Why did you become a member of AACS?
I started my membership as a Fellow and I continued because it’s been a valuable educational resource and a great professional network.
Best piece of advice you have received in your professional career?
One of my mentors who was in the process of retiring told me that your first instinct should be to say yes, but it’s important to be able to say no.
What piece of advice would you give to someone just starting out in cosmetic surgery?
Learn to be a listener.
Who has been your greatest mentor thus far in your career?
It sounds cliché, but my father was my greatest role model. He was a CPA for small businesses and he was always kind, thoughtful, gentle, and was serious about his work without taking himself too seriously. I hope I’m like him.
What do you like to do outside of work?
I spend time with my wife and son and I play guitar.

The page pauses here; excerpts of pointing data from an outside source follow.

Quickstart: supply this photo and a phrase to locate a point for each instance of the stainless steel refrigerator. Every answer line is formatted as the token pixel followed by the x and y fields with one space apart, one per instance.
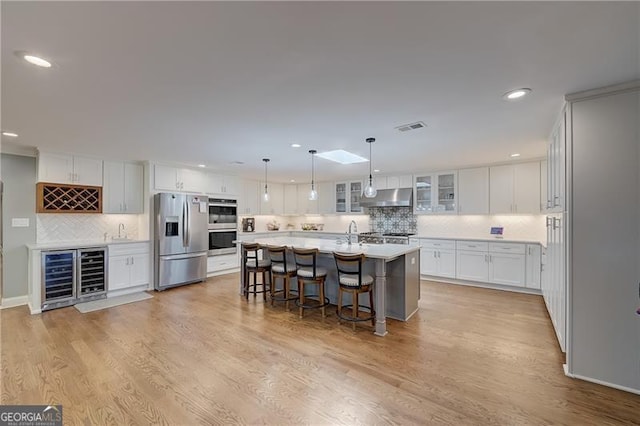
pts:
pixel 181 240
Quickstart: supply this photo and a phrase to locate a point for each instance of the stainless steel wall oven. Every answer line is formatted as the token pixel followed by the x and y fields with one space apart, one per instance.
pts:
pixel 223 213
pixel 221 241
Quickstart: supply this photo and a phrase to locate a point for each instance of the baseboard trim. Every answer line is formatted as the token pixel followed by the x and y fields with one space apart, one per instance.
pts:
pixel 12 302
pixel 514 289
pixel 224 272
pixel 602 382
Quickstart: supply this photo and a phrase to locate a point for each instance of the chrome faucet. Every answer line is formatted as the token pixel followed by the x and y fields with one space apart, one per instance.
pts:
pixel 349 232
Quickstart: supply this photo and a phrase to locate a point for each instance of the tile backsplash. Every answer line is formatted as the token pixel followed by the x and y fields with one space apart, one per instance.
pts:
pixel 52 228
pixel 393 219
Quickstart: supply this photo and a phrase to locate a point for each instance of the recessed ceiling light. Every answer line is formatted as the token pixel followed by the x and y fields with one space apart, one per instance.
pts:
pixel 33 59
pixel 341 156
pixel 516 94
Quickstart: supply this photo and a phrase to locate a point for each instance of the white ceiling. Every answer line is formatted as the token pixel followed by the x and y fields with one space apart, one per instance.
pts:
pixel 213 83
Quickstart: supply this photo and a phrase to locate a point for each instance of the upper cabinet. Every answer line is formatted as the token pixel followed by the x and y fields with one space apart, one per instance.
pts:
pixel 348 196
pixel 435 193
pixel 223 185
pixel 473 191
pixel 168 178
pixel 515 189
pixel 61 168
pixel 393 182
pixel 122 191
pixel 556 166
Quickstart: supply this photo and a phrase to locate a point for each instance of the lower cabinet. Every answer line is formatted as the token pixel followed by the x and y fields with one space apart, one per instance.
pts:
pixel 495 263
pixel 222 263
pixel 128 267
pixel 438 258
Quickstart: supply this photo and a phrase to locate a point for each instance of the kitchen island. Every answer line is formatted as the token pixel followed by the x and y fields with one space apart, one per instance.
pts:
pixel 396 268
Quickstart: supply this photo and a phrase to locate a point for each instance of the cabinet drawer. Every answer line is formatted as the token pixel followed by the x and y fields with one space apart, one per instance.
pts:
pixel 507 248
pixel 438 244
pixel 472 245
pixel 126 249
pixel 220 263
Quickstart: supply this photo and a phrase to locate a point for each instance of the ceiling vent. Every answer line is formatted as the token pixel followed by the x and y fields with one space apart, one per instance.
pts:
pixel 411 126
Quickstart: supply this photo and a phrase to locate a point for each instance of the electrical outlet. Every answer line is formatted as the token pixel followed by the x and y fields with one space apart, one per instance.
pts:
pixel 20 222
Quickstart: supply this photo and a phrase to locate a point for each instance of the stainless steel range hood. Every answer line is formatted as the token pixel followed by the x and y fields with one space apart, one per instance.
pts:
pixel 400 197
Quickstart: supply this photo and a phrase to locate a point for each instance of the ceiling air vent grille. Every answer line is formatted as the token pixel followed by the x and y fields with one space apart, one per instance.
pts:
pixel 411 126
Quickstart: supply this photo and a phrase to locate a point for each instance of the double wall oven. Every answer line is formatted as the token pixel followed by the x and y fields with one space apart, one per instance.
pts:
pixel 223 225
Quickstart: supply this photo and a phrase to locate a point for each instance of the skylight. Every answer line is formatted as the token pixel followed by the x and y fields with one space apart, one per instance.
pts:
pixel 341 156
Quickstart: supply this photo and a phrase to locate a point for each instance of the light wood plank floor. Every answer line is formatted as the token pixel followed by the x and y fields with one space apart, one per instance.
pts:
pixel 201 354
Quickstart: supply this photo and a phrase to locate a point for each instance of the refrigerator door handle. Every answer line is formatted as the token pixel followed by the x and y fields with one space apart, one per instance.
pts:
pixel 184 225
pixel 184 256
pixel 188 223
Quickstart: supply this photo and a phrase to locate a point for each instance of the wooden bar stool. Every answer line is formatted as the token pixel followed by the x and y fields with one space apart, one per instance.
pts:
pixel 253 265
pixel 352 280
pixel 281 268
pixel 310 274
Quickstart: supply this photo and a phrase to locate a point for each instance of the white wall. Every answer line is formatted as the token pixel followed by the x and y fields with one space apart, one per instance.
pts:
pixel 83 227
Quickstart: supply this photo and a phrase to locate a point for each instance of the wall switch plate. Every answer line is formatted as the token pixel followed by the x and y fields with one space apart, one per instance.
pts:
pixel 20 222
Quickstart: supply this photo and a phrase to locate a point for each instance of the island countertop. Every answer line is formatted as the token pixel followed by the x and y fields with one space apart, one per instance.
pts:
pixel 373 251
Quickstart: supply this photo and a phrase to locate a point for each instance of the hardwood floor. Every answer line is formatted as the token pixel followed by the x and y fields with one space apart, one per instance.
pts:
pixel 201 354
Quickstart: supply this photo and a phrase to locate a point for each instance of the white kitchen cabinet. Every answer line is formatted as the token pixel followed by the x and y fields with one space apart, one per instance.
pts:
pixel 473 191
pixel 170 178
pixel 435 193
pixel 472 265
pixel 393 182
pixel 61 168
pixel 326 197
pixel 291 202
pixel 507 269
pixel 123 188
pixel 248 203
pixel 515 188
pixel 534 263
pixel 222 185
pixel 128 268
pixel 275 205
pixel 438 258
pixel 348 196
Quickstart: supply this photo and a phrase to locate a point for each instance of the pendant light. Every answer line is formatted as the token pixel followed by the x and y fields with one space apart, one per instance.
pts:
pixel 313 194
pixel 265 196
pixel 370 190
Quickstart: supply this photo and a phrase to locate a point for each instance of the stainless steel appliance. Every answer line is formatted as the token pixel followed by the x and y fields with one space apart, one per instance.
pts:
pixel 181 244
pixel 221 241
pixel 399 197
pixel 384 238
pixel 223 213
pixel 73 276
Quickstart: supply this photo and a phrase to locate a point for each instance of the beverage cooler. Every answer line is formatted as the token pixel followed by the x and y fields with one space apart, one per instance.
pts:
pixel 72 276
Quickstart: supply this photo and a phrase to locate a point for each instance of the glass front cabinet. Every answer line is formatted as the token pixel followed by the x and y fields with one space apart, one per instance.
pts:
pixel 348 196
pixel 436 193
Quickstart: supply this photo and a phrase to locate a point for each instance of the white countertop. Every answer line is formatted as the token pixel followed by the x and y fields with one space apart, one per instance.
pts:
pixel 80 244
pixel 374 251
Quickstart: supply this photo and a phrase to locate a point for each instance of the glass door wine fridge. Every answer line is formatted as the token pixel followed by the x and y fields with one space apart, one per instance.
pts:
pixel 70 276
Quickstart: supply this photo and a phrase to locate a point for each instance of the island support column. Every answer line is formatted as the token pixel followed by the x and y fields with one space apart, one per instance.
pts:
pixel 380 291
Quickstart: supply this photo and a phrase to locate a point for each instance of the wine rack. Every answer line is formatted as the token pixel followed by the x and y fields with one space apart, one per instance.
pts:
pixel 61 198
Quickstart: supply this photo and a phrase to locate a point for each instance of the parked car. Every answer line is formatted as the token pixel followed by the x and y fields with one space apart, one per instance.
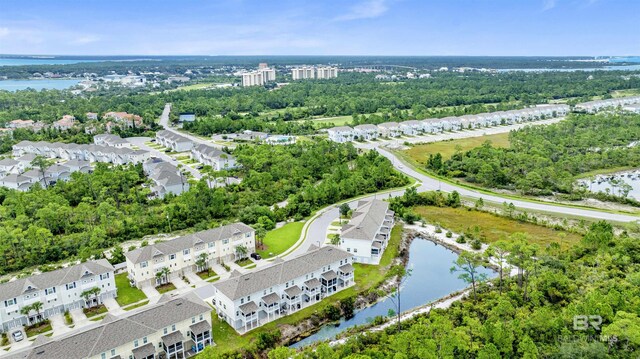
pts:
pixel 17 336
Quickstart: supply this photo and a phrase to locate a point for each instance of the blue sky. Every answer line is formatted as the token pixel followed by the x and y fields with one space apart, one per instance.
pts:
pixel 320 27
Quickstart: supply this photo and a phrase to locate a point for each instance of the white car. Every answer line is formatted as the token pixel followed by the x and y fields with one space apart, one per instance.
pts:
pixel 17 336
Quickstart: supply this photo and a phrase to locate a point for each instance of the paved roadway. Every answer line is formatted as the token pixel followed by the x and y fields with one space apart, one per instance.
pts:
pixel 317 227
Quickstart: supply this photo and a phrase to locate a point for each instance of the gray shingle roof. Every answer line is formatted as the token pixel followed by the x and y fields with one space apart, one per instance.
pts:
pixel 54 278
pixel 366 220
pixel 278 273
pixel 107 336
pixel 178 244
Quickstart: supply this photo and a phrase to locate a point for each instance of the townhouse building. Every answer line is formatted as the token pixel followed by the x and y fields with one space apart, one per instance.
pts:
pixel 172 329
pixel 174 141
pixel 167 178
pixel 249 300
pixel 390 129
pixel 366 235
pixel 341 134
pixel 211 156
pixel 180 255
pixel 411 127
pixel 91 153
pixel 58 291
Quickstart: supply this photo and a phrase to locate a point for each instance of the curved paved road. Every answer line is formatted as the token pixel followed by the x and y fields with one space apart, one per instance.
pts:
pixel 430 184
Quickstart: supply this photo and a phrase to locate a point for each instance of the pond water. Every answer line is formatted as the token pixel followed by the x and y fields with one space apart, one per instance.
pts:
pixel 15 85
pixel 615 184
pixel 430 280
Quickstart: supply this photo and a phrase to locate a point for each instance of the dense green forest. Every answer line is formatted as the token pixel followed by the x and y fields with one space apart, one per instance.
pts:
pixel 524 317
pixel 545 159
pixel 91 212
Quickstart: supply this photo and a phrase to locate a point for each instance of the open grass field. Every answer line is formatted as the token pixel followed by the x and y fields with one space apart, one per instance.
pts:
pixel 420 153
pixel 281 239
pixel 126 293
pixel 366 277
pixel 494 228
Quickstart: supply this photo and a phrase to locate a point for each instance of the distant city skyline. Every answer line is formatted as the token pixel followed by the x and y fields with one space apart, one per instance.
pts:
pixel 332 27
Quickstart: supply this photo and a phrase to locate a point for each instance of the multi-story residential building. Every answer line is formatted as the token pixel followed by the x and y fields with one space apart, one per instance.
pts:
pixel 411 127
pixel 91 153
pixel 303 73
pixel 58 291
pixel 246 301
pixel 367 233
pixel 341 134
pixel 173 141
pixel 107 139
pixel 167 178
pixel 65 123
pixel 211 156
pixel 253 78
pixel 180 255
pixel 326 72
pixel 172 329
pixel 390 129
pixel 366 132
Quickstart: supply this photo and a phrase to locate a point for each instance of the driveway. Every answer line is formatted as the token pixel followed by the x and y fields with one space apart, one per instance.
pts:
pixel 113 306
pixel 79 319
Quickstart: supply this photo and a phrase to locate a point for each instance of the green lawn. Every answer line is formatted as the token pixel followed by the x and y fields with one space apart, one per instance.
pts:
pixel 281 239
pixel 366 277
pixel 420 153
pixel 126 293
pixel 493 227
pixel 167 287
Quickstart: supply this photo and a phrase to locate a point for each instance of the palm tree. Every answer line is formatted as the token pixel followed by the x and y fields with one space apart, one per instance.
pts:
pixel 202 262
pixel 37 306
pixel 241 251
pixel 90 293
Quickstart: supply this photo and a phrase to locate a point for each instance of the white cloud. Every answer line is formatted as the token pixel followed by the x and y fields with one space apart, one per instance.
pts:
pixel 548 4
pixel 85 39
pixel 367 9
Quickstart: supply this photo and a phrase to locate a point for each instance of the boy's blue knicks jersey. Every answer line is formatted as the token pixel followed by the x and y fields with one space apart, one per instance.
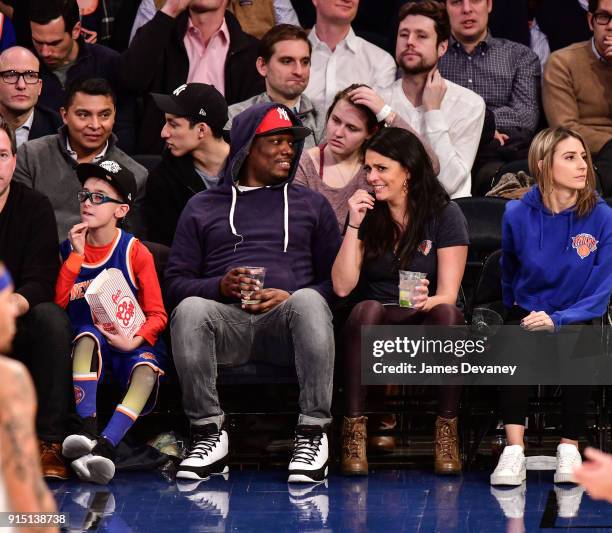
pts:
pixel 118 257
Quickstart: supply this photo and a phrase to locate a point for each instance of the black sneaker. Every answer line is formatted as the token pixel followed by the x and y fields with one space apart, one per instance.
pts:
pixel 99 465
pixel 83 440
pixel 207 454
pixel 310 455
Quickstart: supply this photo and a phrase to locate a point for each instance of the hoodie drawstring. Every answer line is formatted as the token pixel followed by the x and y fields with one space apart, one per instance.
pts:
pixel 285 219
pixel 570 230
pixel 231 218
pixel 541 228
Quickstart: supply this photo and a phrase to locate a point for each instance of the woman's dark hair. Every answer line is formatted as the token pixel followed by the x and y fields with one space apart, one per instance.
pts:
pixel 371 122
pixel 425 196
pixel 44 11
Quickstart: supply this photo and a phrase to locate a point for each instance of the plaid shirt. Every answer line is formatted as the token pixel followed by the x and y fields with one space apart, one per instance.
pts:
pixel 507 76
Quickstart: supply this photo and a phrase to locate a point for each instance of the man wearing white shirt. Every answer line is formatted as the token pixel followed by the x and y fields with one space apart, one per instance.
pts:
pixel 339 57
pixel 450 117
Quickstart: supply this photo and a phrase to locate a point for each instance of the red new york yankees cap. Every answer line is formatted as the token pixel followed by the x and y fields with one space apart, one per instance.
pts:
pixel 277 121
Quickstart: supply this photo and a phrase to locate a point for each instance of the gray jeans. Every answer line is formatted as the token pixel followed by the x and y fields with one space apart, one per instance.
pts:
pixel 207 334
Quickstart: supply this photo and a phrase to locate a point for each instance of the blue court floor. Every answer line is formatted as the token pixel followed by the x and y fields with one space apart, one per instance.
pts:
pixel 388 500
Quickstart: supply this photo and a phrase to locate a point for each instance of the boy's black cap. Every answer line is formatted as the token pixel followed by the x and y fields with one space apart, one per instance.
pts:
pixel 112 172
pixel 198 101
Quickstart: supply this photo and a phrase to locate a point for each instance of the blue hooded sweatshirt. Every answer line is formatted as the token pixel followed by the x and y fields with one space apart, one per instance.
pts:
pixel 560 264
pixel 287 228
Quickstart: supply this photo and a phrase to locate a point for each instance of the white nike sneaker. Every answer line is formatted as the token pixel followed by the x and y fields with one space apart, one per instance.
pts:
pixel 310 455
pixel 568 457
pixel 207 454
pixel 511 467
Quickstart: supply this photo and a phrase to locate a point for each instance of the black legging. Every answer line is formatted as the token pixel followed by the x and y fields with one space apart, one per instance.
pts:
pixel 373 313
pixel 514 399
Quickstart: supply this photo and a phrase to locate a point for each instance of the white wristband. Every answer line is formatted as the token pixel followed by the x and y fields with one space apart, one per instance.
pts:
pixel 383 113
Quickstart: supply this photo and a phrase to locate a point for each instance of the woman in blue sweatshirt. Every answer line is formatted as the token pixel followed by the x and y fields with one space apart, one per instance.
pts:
pixel 556 270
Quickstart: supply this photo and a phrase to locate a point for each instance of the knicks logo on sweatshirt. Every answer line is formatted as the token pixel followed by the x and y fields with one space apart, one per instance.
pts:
pixel 425 247
pixel 584 244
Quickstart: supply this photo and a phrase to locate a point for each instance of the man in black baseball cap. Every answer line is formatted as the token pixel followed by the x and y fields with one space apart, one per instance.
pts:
pixel 196 114
pixel 120 178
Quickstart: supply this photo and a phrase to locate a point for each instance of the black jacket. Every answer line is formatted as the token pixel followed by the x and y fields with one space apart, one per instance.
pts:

Anything else you think your colleagues would like to know about you?
I have a cosmetic surgery podcast (www.drkotlus.com/younger) where I sit down with other surgeons and experts to talk about the most important ways to look and feel young.
I developed a patented process to make 3D printed custom implants. I’ve also used metal 3D printers to design surgical tools that hadn’t existed. 3D printing hasn’t dramatically impacted cosmetic surgery, but it will within the next 10 years because it’s so accessible and intuitive. As the technology gets better, we will be able to print anything we can think of in any material.